More Zodiac than The Dark Knight, The Batman is the first film that genuinely cares about the World’s Greatest Detective. Reeves’ Batman is a silent and carefully observant, an investigator straight out of a classic noir of the 1940s. Michael Giacchino’s masterful score and Zoë Kravitz’s melancholic take on Catwoman further enhance the story. Still, by actively choosing to not address Bruce’s pain and framing nearly everything through the Caped Crusader’s POV, The Batman can’t help but feel a little bit incomplete.
2. Batman: Mask of the Phantasm (1993)
Animation did a tremendous service to Batman’s legacy, presenting the ultimate version of the Dark Knight in the eyes of many.
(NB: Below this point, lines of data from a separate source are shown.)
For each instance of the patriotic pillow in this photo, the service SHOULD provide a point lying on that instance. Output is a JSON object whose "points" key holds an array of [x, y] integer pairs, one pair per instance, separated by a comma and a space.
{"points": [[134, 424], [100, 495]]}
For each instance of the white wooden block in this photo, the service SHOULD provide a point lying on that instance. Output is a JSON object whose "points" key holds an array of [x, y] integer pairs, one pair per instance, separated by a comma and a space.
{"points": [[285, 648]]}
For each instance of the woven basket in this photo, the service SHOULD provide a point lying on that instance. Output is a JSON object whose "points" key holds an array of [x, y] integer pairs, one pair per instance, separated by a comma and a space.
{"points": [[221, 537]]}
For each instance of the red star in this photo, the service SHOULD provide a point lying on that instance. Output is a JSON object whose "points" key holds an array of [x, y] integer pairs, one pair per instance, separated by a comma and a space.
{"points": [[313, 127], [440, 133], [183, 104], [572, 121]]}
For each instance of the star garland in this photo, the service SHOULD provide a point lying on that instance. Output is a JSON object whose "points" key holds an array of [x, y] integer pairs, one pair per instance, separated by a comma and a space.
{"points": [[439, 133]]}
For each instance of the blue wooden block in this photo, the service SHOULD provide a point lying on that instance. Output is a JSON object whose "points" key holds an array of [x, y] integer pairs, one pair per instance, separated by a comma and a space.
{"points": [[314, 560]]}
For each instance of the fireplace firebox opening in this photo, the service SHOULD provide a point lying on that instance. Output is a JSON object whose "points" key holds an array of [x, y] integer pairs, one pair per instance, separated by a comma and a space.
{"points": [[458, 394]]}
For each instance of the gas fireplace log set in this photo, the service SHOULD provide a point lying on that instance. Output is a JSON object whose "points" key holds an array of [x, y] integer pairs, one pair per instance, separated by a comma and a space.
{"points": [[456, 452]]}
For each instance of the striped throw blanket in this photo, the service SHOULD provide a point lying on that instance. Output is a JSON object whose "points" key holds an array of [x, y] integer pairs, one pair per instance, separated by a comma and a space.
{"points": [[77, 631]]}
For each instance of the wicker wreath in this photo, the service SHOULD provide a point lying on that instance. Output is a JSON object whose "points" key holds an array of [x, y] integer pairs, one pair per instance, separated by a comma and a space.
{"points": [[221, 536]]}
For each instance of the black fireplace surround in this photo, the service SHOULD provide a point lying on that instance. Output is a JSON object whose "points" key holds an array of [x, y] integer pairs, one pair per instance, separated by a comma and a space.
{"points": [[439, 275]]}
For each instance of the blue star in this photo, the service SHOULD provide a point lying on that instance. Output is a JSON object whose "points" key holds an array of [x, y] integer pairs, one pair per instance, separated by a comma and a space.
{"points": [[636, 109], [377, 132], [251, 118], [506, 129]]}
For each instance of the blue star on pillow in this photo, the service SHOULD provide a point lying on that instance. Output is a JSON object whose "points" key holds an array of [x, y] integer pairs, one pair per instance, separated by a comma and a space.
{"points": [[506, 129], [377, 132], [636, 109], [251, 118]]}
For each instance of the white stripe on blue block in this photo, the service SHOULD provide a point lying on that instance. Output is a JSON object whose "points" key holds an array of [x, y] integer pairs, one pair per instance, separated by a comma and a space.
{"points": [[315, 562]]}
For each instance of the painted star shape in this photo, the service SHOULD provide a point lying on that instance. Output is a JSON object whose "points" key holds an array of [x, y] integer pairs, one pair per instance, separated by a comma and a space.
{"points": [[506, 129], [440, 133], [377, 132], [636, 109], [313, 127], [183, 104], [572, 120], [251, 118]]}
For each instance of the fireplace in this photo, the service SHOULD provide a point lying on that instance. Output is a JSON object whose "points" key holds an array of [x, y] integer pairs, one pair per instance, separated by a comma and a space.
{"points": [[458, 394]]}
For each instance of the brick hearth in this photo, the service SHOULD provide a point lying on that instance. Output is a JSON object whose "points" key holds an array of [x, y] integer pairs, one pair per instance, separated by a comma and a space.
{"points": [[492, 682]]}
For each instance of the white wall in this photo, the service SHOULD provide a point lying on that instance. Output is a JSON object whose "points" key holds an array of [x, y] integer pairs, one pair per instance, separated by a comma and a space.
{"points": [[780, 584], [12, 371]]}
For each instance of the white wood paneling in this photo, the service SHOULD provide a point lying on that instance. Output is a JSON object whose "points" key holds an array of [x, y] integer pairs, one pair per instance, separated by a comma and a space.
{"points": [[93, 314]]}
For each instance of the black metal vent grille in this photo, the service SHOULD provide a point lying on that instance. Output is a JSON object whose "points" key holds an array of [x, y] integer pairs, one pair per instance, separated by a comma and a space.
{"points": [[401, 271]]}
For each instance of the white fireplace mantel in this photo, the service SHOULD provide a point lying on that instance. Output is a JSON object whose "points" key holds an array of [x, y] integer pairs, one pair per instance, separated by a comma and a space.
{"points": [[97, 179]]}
No further proof is required than Batman: Mask of the Phantasm, the 1993 animated movie that, in just over an hour, presents a more compelling origin story for Batman than films twice its length. Mask also puts Bruce’s love life front and center, depicting one of the best romances in the Batman mythos.
Mask of the Phantasm stands out as the only Batman film that’s more interested in Bruce Wayne than his masked counterpart. The Nolan movies popularized the idea that Batman is the real persona and Bruce Wayne is the alter ego, but Mask outright denies that, portraying Batman as the means to an end. Dark but never bleak, the movie deftly juggles themes like generational trauma, duty, and legacy, delivering one of the greatest Batman adventures and the best Bruce Wayne story ever told.
1. The Dark Knight (2008)
More a crime thriller than an outright superhero movie, The Dark Knight remains the best comic book adaptation by far. The film perfectly captures the very essence of the Caped Crusader, depicting a morally bankrupt Gotham that’s easy prey for the anarchist known as Joker. Featuring a tour-de-force by the late Heath Ledger, The Dark Knight is a rich and complex tale of men’s desperation, the nature of chaos, and the sense of powerlessness that comes with out-of-control escalation.
There could be an argument that The Dark Knight is a great Joker story rather than a great Batman one, and it would be right. Indeed, the film falls under the timeless trap of making the villain — not only Joker, but Harvey Dent, too — much more interesting and dynamic than the hero. Yet The Dark Knight remains a towering achievement, a modern tragedy that cements Batman as the hero who will sacrifice everything to get the job done.